In the six months ended June 30, the London-based private healthcare firm's pretax profit multiplied to GBP20.3 million from GBP3.0 million a year prior, as revenue grew 13% to GBP676.5 million from GBP597.9 million the year before.

It was a busy year for Spire. It cited "continued strong demand", with its admissions up by 7.4% compared to the first half of 2022 to 141,347. The firm attributed this to partnerships with the National Health Service and a "compelling self-pay proposition." Average revenue per case rose 6.6% to GBP3,337.

In addition, it said The Doctors Clinic Group, an occupational health firm it acquired last year for GBP12 million, is "performing well" following its integration.
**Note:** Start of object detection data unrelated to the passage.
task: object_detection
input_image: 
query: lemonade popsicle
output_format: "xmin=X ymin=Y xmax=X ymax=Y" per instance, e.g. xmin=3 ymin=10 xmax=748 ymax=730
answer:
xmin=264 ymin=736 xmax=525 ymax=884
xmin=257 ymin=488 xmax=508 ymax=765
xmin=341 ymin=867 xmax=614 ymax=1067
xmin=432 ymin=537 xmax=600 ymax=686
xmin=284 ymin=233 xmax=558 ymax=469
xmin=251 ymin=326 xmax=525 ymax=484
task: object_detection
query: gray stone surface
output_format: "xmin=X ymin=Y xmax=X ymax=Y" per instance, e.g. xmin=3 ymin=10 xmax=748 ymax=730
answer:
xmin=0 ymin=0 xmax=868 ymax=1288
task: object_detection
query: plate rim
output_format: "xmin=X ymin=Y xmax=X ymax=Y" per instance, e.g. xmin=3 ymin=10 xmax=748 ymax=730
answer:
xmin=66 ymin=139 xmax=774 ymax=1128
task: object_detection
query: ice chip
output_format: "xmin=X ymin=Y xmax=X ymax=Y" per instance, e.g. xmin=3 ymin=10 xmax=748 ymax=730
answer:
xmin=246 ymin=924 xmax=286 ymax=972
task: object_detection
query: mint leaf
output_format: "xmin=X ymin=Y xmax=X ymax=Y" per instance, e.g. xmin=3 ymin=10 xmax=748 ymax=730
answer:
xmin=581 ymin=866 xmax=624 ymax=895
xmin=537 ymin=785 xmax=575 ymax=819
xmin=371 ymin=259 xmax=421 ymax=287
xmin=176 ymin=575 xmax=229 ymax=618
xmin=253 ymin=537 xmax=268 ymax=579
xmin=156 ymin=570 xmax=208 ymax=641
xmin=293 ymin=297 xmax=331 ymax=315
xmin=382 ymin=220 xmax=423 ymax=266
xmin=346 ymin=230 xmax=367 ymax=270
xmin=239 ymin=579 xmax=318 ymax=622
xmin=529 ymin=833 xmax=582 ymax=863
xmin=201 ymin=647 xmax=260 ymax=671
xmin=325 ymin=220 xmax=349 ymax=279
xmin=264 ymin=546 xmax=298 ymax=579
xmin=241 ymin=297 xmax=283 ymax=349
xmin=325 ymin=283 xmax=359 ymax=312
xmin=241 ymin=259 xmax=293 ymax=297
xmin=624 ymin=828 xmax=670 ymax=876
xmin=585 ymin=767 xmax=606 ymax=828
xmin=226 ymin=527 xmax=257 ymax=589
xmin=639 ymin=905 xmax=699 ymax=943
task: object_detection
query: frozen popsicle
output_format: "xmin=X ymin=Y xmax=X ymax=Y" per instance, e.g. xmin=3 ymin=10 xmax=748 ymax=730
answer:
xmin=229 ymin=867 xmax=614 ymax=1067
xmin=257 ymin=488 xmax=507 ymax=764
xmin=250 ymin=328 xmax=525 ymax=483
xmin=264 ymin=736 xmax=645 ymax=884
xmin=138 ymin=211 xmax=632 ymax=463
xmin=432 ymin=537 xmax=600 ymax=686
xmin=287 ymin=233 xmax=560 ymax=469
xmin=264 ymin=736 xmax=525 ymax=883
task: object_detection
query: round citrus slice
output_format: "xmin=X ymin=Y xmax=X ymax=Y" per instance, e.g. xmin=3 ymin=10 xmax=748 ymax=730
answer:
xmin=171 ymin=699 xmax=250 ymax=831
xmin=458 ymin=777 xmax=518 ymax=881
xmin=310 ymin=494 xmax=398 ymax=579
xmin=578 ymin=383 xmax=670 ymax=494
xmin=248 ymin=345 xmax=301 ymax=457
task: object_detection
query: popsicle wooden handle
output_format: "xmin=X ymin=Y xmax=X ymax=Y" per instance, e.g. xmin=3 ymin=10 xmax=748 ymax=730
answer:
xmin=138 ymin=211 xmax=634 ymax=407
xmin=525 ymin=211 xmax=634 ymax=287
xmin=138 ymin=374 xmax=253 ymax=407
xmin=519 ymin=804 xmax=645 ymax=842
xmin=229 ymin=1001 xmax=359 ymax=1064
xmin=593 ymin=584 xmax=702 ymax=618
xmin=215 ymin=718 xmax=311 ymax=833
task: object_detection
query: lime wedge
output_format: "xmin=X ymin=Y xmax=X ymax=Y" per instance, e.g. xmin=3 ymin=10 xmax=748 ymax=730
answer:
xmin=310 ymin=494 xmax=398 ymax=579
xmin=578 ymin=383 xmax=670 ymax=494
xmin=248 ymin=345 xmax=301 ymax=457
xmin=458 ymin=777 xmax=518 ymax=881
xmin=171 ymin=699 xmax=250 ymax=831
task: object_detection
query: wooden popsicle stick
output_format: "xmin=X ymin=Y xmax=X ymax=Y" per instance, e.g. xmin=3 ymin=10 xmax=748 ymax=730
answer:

Looking ahead, Spire expects "continued momentum in top-line growth" and margin improvement, adding that trading for the second half of 2023 is in line with its expectations.

Chief Executive Officer Justin Ash said: "Our efficiency programmes are on track, and we continue to manage mix to focus on treatment areas most appropriate for our acute hospital environment. This is enhancing our margin.

"UK healthcare is entering an era of renewed choice as demand for healthcare diagnosis and treatment remains strong. By continuing to invest in innovative services, expanded facilities, technology, and our brilliant workforce, Spire is ideally positioned to meet this demand."

Shares in Spire were up 2.0% at 218.23 pence each in London on Thursday morning.